作製した局所インジェクション装置の外側外郭部13の内部に、NaCl溶液(0.9%w/v)を充填し、鶏ささみ肉に押し付けた。NaCl溶液には、蛍光ビーズ(φ2.1μm;Thermo Scientrific社製)を添加した。なお、実施例9で蛍光ビーズを用いたのは、実施例8の蛍光試薬は鶏ささみ肉に染み込んでしまうためである。また、対向電極22は鶏ささみ肉の下に置いた。次いで、200mA、1.3kVの電圧を印加した。図16は局所インジェクション後の鶏ささみ肉の暗視野での写真である。図16に示すように、鶏ささみ肉に蛍光ビーズを局所インジェクションすることができた。
【0063】
<実施例10:玄米(もみ殻除去後)へのインジェクション>
鶏ささみ肉に代え玄米(もみ殻除去後)を用い、該玄米をPDMSで作製した治具に固定し、対向電極22を気泡噴出部材1と外側外郭部13の間のNaCl溶液に接するように配置し、420mA、1.8kVの電圧を印加した以外は、実施例9と同様の手順で局所インジェクションを行った。図17は局所インジェクション後の玄米の暗視野での写真である。図17に示すように、玄米に局所インジェクションすることができた。
【0064】
実施例7〜10に示すように、本発明の局所インジェクション装置を用いると、空気中で、柔らかいものから硬い加工対象物に対して局所インジェクションができることを確認した。
【0065】
〔局所インジェクション装置(注射装置)の他の実施形態の作製〕
<実施例11>
実施例2の外側外郭部13に代え、PDMSを用いて中空円筒形状になるようにプラスチック型やガラス・金属棒を用いて転写及び3次元形状に成形することで、外側外郭部13全体をPDMSで作製した。図18は、作製した局所インジェクション装置の外観を示す写真である。
【0066】
図19は実施例11で作製した局所インジェクション装置の先端部分の動きを示す写真である。
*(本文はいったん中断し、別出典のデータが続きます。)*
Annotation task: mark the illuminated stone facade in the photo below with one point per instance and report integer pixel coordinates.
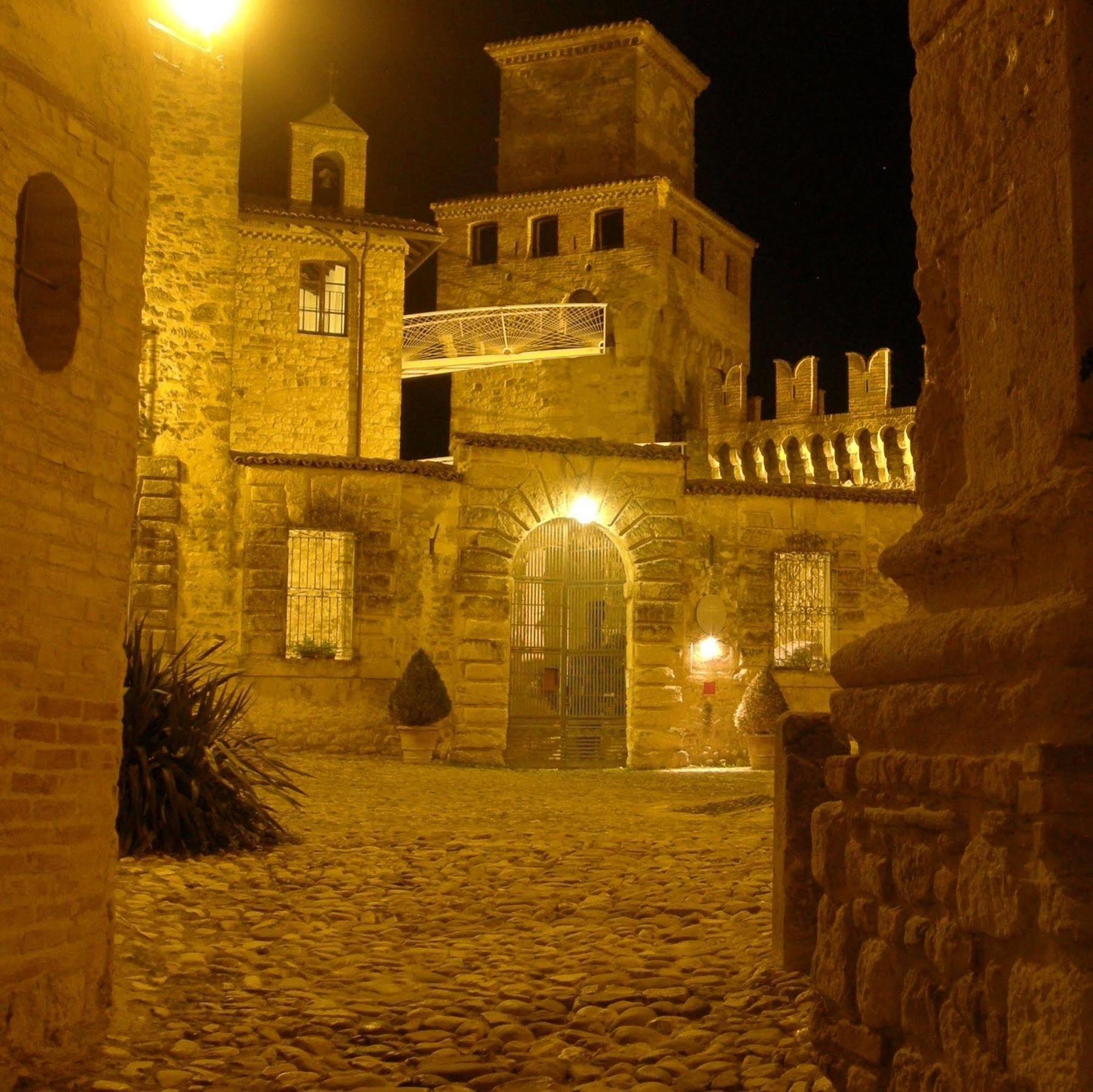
(955, 943)
(281, 430)
(75, 127)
図19(1)は押し当てる前の写真、図19(2)は押し当てた後の写真、そして、図19(1)及び(2)の上段は外側外郭部13の全体写真で、下段は先端部分を拡大した写真である。図19から明らかなように、外側外郭部13全体を可撓性のある材料を用いて形成することで、伸縮部材17を使用しなくても、気泡噴出部材1と外側外郭部13とを相対移動し、加工対象物と気泡噴出口8の位置関係を調整できることが明らかとなった。
【産業上の利用可能性】
【0067】
本発明に係る気泡噴出部材、気液噴出部材、局所アブレーション装置及び局所インジェクション装置を用いることで、従来技術と比較して、加工対象物をより微細加工することができる。更に、本発明の局所インジェクション装置は大気中でも使用することができ、針なし注射装置として用いることもできる。したがって、医療機関、大学、企業などの研究機関等において、加工対象物の微細加工に用いることができる他、医療機関、畜産・農林水産機関等において針なし注射装置として用いることもできる。